Thomas Flindell (1767 – 11 July 1824), was an English newspaper editor and printer.

==Background==
Flindell was born in 1767 at Helford, in the parish of Manaccan, Cornwall, and was, to use his own words, "bred an illiterate half-seaman". He was apprenticed to a printer, and in 1790, when twenty-three years old, was sent to Yorkshire to conduct the Doncaster Gazette, the circulation of which he largely increased through his happy audacity in anticipating the decision of the jury in the trials of Thomas Hardy and Horne Tooke by publishing the verdict of 'not guilty.' About 1798 he returned to Helston in his native county, where he opened business as a printer, starting the 'Stannary Press,' and publishing several works by the Rev. Richard Polwhele and Dr. Robert Hawker, as well as an edition of Alexander Pope's Essay on Man.

In 1800 he removed to Falmouth, and in that year was published the first volume of his impression of the Bible, which he issued in numbers. The introduction and notes to three of the books of the Old Testament were contributed by the Rev. John Whitaker, and Polwhele wrote the notes on the other books; but the work was left incomplete, and copies are now very scarce. The first number of the Cornwall Gazette and Falmouth Packet, a weekly paper, was started at Falmouth under his editorship on 7 March 1801, and it lasted until 16 October 1802, when it ceased through the bankruptcy of his partners.

==Energy and style==
Flindell establish a newspaper called the 'Royal Cornwall Gazette.' Its first number appeared on 2 July 1803, and it still survives. He parted with his interest in this paper in 1811, but he continued the printing business at Truro during the next year.

His next venture was the 'Western Luminary,' a weekly newspaper of tory principles, which he set on foot at Exeter early in 1813. It prospered for some years, until the fierceness of his political zeal led him to stigmatise Queen Caroline as 'notoriously devoted to Bacchus and Venus,' when Wetherell brought the matter before the House of Commons (24 and 25 July 1820), and moved that it was a breach of the house's privileges. This was not unreasonably resisted by Lord Castlereagh, and as it appeared in the subsequent discussion that a prosecution would be instituted the motion was withdrawn. For this indiscretion Flindell was prosecuted, and on 19 March 1821 was sentenced to an imprisonment of eight months in Exeter gaol.

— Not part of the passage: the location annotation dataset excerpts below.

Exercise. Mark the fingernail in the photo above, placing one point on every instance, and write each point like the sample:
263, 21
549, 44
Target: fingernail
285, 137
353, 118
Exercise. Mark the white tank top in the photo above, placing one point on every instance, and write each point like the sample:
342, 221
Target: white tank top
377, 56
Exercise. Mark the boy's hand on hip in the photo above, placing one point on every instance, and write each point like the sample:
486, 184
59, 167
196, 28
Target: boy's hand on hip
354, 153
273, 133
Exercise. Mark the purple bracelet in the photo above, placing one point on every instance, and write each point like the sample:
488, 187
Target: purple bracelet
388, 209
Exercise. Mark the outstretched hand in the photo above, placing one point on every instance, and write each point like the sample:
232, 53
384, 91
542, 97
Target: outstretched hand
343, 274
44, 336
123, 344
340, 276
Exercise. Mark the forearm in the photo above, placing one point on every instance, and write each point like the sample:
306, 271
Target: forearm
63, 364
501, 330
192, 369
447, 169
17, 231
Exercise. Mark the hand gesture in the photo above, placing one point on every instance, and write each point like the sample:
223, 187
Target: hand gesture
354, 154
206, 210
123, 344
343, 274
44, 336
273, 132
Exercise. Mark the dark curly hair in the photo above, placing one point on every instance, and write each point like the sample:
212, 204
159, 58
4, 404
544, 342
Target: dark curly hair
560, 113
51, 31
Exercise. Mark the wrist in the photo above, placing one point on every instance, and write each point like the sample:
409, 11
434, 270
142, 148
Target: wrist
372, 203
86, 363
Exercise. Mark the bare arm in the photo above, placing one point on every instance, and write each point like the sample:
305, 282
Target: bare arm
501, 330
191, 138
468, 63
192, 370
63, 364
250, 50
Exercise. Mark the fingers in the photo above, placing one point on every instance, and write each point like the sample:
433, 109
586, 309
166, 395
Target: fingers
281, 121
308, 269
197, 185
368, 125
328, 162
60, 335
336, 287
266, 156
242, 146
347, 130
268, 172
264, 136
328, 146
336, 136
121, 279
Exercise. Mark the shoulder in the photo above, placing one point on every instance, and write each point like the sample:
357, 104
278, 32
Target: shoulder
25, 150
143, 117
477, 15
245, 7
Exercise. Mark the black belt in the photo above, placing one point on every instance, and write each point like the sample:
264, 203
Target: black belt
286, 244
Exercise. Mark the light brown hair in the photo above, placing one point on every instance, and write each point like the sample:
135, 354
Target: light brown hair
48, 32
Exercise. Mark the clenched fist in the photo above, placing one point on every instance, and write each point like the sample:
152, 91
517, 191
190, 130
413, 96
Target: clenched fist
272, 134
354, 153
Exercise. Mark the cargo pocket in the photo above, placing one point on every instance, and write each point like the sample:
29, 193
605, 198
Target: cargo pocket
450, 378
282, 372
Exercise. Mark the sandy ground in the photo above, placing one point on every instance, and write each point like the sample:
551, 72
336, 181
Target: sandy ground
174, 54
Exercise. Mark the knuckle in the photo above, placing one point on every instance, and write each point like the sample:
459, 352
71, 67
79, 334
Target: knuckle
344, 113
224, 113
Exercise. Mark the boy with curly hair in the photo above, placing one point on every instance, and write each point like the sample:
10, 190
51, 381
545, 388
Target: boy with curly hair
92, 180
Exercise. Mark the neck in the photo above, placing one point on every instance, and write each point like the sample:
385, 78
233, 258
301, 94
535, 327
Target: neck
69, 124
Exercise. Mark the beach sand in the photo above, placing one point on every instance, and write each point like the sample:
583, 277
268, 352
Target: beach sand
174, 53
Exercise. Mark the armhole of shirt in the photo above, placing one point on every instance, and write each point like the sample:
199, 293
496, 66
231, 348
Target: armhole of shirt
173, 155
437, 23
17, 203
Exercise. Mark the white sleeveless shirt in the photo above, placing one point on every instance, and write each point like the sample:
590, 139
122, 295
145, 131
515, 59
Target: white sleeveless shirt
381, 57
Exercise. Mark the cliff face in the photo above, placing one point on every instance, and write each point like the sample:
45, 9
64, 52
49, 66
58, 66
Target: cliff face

During his confinement he composed a volume entitled Prison Recreations: the philosophy of reason and revelation attempted, with a view to the restoration of the theory of the Bible on the ruins of infidelity. The discussion of religious topics was one of his chief pleasures, and the pages of his Exeter paper contained a lengthened controversy from three divines, named Cleeve, Dennis, and Carpenter, on the Trinitarian question, which Flindell 'closed at last in a somewhat perplexed manner,' and provoked from Colton the epigram printed in Archdeacon Wrangham's catalogue of his English library, p. 564, to the effect that the three parsons had proved 'not one incomprehensible but three,' and Flindell had shown 'not three incomprehensible but one.' His prison restraint impaired his health; he wrote in January 1824 that he was breaking up fast, and his illness was aggravated by his indignation at the severe treatment which he had received, while others who had used equally strong language had escaped scot-free.

==Death==
After a protracted illness he died at Exeter on 11 July 1824, aged 57. His wife and a numerous family survived him; he had eight children in 1806, some of whom are mentioned in Boase's 'Collectanea Cornub.,' p. 251. Several letters by Flindell are in Jonathan Edwards Ryland's 'Kitto,' pp. 124–9, 155; Polwhele's 'Traditions and Recollections,' ii. 778–81; 'Reminiscences,' i. 125–6; and 'Biographical Sketches in Cornwall,' ii. 57. 'A man of strong understanding, though by no means polished or refined,' was Polwhele's estimate of Flindell's character.